I think one key is to focus upon taking advantage of the opportunities in real estate, many of which involved distressed homeowners, without taking advantage of the people involved. The opportunity is there to help that beleaguered homeowner, not to take advantage of someone who is likely in a state of mind where that would be relative easy to do.
I guess that is the difference that I see between the really good agents and the sleazy operators who are swooping down on these people like vultures trying to pick their bones while they are still alive and kicking. It is disgusting to have to watch some of what is going on in the short sale and foreclosure markets and having to hold one’s tongue for fear of violating some ethics guideline by criticizing a fellow agent. Yet so much of what is happening deserves criticism.

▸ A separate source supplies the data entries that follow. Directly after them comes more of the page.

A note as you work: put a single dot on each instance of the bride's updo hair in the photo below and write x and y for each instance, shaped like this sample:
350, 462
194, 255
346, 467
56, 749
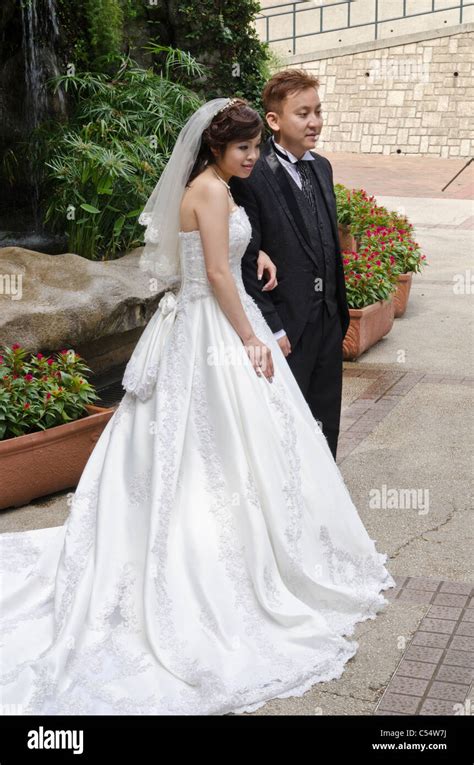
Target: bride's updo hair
236, 122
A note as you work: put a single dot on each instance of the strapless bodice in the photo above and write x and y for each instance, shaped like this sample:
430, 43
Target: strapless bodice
195, 283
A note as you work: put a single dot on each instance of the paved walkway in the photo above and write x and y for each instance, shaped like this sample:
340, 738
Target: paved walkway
406, 432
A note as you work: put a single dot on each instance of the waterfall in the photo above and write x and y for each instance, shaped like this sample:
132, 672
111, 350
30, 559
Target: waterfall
40, 34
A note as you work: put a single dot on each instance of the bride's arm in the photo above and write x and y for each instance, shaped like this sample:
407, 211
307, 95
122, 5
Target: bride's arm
212, 212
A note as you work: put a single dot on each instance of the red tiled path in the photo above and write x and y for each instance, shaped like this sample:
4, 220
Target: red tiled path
436, 670
401, 175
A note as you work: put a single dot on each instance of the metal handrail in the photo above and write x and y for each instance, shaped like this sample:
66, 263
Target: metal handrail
376, 23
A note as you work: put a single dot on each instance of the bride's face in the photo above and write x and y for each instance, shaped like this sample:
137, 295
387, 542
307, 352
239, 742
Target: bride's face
239, 157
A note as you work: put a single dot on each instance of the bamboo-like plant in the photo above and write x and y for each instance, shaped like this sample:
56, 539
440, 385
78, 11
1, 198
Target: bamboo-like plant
103, 164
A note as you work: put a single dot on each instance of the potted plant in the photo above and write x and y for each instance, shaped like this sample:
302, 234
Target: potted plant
398, 243
48, 425
356, 212
370, 285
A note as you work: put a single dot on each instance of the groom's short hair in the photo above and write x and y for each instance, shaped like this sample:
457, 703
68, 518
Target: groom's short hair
283, 84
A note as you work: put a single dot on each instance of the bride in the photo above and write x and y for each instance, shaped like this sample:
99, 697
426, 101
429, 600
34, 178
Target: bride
212, 558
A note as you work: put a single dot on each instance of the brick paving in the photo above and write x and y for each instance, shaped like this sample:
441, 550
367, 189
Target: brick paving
435, 673
381, 395
398, 175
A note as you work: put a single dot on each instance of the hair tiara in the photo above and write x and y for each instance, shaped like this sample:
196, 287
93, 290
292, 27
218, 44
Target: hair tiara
231, 102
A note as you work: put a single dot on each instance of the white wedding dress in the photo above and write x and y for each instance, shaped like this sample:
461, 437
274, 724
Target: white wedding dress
212, 558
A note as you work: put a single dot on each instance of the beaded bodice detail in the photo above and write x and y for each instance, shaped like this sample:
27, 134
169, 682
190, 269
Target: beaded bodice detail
195, 283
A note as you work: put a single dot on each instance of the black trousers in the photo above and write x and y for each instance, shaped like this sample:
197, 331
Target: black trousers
316, 363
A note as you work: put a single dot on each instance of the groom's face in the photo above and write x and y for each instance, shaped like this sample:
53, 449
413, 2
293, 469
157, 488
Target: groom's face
298, 122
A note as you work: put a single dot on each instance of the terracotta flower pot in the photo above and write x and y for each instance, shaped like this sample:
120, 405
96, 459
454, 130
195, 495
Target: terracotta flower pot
368, 325
46, 461
346, 240
401, 295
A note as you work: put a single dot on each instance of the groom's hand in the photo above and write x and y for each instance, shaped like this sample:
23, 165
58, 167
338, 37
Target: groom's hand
265, 263
284, 344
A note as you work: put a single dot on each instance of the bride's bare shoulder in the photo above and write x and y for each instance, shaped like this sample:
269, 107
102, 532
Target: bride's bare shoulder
206, 187
205, 192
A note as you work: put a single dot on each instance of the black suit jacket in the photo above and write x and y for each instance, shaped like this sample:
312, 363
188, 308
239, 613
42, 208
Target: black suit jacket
278, 228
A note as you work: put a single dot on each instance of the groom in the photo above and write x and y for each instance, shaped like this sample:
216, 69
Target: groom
289, 198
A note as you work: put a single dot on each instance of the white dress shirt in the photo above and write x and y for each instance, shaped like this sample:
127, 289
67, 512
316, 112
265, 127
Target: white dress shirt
291, 169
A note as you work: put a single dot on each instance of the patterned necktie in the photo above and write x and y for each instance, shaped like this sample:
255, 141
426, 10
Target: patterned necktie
307, 185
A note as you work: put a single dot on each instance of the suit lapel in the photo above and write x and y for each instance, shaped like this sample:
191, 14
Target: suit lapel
281, 183
328, 193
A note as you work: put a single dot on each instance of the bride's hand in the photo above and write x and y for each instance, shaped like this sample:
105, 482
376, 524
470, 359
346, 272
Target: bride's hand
265, 263
260, 356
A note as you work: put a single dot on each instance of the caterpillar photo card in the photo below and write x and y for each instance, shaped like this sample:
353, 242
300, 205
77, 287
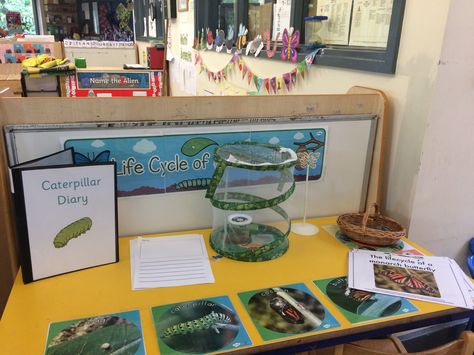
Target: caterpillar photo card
199, 327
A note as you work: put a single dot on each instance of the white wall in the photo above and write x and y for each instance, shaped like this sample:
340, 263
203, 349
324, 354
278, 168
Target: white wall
410, 91
443, 207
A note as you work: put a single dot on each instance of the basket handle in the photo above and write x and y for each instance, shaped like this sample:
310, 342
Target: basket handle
373, 209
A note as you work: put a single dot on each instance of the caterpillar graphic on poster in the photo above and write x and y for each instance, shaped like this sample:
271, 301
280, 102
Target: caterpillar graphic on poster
212, 320
72, 230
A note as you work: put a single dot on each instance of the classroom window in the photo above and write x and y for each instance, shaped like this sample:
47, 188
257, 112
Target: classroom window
149, 22
17, 16
359, 34
110, 20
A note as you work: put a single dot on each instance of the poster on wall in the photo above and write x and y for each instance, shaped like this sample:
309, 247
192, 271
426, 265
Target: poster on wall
283, 311
361, 306
114, 83
177, 163
118, 333
199, 327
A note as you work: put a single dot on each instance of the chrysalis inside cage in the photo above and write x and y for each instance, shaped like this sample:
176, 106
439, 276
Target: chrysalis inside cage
250, 182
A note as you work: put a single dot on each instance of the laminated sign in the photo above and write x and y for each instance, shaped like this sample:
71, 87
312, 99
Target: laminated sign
66, 215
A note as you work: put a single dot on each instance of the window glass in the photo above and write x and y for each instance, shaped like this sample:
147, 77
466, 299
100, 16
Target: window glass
226, 14
260, 16
24, 21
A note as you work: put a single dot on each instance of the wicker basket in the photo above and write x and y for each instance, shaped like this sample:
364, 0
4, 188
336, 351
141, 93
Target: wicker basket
371, 227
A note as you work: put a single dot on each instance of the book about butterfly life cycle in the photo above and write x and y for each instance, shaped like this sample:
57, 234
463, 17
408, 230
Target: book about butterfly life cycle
428, 278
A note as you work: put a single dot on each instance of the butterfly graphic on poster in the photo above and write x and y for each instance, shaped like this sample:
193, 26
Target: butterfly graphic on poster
409, 281
290, 42
102, 157
286, 310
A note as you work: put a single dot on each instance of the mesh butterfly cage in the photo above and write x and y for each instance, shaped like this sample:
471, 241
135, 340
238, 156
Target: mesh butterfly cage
250, 182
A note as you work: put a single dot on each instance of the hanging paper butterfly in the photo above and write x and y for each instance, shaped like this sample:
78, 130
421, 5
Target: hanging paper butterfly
219, 41
409, 281
241, 37
210, 40
229, 41
102, 157
289, 44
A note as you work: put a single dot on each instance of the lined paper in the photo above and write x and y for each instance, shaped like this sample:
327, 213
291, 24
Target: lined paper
169, 261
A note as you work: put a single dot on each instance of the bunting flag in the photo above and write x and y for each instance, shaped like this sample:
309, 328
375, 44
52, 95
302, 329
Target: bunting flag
287, 80
272, 85
267, 85
259, 84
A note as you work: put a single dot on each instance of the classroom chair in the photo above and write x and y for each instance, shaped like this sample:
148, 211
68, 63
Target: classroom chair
464, 345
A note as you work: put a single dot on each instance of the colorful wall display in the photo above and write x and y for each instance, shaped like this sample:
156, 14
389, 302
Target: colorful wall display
17, 52
104, 334
177, 163
361, 306
114, 83
199, 327
283, 311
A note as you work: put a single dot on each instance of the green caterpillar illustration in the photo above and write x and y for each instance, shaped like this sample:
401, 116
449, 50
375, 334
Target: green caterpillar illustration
199, 182
73, 230
209, 321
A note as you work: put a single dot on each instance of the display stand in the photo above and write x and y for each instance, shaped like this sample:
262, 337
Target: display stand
305, 228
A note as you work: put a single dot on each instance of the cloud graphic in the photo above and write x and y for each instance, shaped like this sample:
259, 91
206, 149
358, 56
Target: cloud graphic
97, 143
144, 146
274, 140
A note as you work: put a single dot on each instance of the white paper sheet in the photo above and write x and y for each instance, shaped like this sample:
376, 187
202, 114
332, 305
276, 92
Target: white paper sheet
169, 261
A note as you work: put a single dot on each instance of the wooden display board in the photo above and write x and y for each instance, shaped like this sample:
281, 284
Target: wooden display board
358, 101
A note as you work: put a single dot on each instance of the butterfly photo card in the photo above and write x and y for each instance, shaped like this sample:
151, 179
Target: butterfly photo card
66, 214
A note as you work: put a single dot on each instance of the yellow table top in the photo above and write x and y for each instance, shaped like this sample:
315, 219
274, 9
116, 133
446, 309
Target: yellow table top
107, 289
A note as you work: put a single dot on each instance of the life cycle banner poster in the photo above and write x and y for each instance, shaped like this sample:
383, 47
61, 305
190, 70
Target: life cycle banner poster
199, 327
284, 311
176, 163
361, 306
116, 333
66, 217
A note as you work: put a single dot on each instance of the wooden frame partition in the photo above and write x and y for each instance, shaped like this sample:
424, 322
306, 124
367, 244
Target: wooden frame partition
358, 100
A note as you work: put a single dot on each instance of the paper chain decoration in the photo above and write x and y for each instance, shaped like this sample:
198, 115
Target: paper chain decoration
272, 85
290, 41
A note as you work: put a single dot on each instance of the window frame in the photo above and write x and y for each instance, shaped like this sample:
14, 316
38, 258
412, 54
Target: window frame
371, 59
143, 6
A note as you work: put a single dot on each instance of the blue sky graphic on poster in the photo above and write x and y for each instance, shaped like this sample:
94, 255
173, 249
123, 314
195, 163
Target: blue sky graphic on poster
174, 163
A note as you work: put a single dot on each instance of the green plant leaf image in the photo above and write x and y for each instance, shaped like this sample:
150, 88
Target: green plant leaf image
195, 145
97, 335
73, 230
286, 310
197, 327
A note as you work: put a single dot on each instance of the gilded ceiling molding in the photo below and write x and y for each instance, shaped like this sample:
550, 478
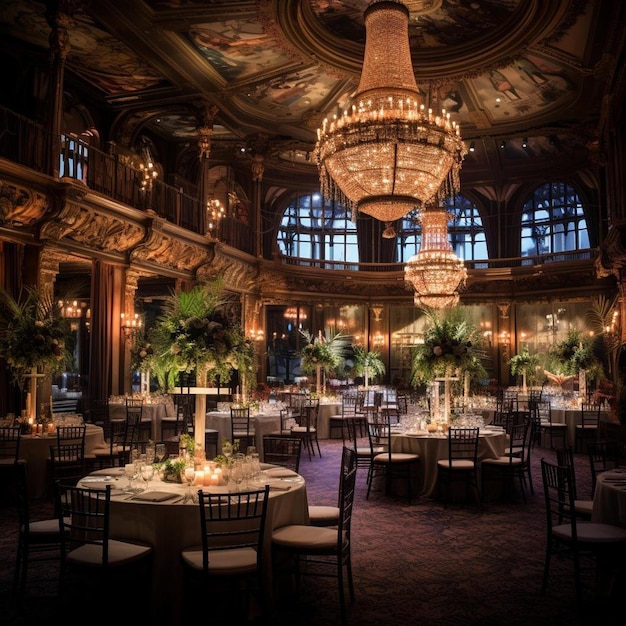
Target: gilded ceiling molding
94, 230
21, 206
164, 249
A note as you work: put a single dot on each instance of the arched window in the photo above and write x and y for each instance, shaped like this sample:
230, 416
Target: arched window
315, 228
553, 220
465, 232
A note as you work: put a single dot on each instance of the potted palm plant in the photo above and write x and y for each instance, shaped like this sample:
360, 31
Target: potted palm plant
368, 364
33, 336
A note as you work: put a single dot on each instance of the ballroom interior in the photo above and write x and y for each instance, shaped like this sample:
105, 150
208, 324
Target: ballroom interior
152, 145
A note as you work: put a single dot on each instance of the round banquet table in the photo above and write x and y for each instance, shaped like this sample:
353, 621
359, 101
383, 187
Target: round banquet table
172, 525
609, 499
36, 451
433, 447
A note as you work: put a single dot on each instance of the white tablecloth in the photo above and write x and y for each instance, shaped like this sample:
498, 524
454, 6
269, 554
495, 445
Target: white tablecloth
609, 499
432, 448
171, 526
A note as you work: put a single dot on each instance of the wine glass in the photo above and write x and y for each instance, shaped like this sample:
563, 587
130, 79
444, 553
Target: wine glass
227, 449
129, 472
147, 473
160, 452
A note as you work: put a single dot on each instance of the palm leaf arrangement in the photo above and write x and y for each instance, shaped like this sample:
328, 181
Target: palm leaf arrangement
326, 351
33, 334
449, 348
192, 334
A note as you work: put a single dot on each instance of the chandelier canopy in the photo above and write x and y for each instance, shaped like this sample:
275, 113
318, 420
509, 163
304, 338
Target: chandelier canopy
435, 272
389, 153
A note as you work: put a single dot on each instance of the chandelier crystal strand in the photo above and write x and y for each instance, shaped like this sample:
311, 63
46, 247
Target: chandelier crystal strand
435, 272
389, 153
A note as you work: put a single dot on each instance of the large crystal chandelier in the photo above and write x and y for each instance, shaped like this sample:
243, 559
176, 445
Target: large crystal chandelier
435, 272
388, 154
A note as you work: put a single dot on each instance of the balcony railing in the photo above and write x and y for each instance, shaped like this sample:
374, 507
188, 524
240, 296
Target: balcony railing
28, 143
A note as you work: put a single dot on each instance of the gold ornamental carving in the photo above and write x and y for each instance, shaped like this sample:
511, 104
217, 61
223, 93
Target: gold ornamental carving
20, 206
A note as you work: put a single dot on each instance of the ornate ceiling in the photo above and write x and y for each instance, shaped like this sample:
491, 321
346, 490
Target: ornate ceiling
528, 75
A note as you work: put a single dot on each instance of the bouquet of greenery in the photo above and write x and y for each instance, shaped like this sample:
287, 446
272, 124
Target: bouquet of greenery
33, 334
449, 348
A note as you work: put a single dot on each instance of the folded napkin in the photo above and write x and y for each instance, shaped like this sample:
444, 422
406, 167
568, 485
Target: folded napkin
278, 487
155, 496
280, 472
108, 471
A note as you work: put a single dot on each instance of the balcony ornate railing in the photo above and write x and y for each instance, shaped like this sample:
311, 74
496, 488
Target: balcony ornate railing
111, 174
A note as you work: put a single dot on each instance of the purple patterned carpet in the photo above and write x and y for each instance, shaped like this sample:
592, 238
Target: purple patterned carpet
413, 564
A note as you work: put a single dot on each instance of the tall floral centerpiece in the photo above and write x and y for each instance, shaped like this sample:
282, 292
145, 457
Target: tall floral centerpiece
525, 365
33, 339
449, 351
194, 334
322, 354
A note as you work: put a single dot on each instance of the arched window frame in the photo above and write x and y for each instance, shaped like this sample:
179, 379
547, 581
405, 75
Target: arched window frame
553, 220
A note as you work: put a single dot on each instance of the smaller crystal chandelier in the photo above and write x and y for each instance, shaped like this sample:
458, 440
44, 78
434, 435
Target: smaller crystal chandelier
215, 212
435, 272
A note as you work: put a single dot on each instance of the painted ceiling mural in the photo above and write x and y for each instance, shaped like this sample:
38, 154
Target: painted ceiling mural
503, 68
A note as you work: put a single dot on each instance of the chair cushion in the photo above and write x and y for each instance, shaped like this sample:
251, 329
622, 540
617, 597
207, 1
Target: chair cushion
396, 457
120, 553
456, 464
298, 536
323, 514
228, 562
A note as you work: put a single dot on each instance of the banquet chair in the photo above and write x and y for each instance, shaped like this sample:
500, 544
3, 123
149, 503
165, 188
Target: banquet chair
282, 450
360, 443
461, 464
118, 437
315, 549
594, 548
555, 432
351, 410
328, 515
603, 456
587, 429
232, 528
583, 508
307, 427
241, 427
37, 541
515, 463
93, 564
134, 414
386, 464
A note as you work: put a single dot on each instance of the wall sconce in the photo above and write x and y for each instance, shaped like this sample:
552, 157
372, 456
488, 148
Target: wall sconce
215, 212
378, 341
148, 175
131, 324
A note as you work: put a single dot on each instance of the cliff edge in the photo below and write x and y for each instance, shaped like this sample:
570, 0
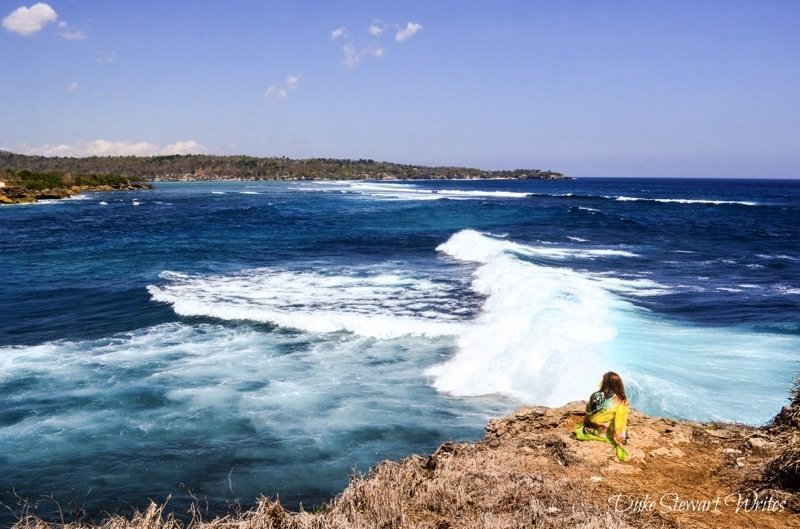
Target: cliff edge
530, 471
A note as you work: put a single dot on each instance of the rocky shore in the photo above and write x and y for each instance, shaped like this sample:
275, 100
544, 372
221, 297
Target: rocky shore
23, 195
530, 471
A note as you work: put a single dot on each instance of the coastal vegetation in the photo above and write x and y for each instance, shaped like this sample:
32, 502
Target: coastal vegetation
24, 186
529, 471
208, 167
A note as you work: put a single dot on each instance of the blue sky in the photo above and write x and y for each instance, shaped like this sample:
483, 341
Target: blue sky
588, 88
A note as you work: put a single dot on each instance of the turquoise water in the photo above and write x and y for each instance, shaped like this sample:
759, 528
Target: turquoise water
223, 340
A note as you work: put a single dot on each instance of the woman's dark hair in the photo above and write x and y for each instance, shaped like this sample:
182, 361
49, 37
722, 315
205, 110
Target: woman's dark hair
612, 385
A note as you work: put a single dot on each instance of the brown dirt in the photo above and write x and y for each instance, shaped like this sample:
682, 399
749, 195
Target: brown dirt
530, 471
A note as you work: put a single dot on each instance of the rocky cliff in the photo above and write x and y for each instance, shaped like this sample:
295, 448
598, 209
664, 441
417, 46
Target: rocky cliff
530, 471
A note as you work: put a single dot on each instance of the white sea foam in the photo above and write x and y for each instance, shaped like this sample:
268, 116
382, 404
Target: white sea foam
361, 301
685, 201
547, 334
518, 345
405, 191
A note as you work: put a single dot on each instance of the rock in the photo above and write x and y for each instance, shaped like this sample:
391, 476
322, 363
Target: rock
758, 442
667, 451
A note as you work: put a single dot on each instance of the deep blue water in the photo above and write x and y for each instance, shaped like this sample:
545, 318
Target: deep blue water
223, 340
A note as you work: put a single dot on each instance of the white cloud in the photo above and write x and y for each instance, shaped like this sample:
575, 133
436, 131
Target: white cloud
377, 28
338, 33
73, 35
68, 33
353, 56
26, 21
274, 92
407, 32
117, 148
280, 92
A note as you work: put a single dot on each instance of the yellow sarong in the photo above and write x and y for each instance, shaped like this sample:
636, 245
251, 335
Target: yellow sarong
614, 419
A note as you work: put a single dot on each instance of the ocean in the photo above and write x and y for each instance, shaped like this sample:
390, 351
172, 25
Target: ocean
214, 341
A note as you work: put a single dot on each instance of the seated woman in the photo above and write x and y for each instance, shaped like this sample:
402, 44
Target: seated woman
607, 415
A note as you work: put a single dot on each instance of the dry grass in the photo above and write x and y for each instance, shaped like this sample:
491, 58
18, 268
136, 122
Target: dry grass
788, 420
460, 486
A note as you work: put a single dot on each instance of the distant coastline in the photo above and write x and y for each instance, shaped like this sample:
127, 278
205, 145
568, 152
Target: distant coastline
247, 168
25, 187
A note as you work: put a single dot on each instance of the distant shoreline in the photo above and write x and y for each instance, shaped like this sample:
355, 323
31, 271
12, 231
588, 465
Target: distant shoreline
186, 168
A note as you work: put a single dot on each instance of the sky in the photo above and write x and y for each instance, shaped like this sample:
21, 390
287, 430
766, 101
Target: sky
611, 88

But, I digress. Let’s focus upon meeting the challenges in our current market by being helpful. For most of us that means getting up to speed on short sales, especially on the new HAFA guidelines, since such a big a part of our business will be in that space this coming year. We certainly have all sorts of training opportunities locally, being presented by our companies and local boards, as well as many commercially available courses and certification programs. So the needed education is there. There will be a learning curve to get over with each bank or lender, as we discover how each wants to work on these deals and I’m sure that their procedures will change to with the new guidelines.
The bottom line becomes, “Just do it.” If you don’t, you will be giving up between 30-40% of the market this year, which is the projected portion that will be short sales. Remember that RFK also said, “It is not enough to understand, or to see clearly. The future will be shaped in the arena of human activity, by those willing to commit their minds and their bodies to the task.”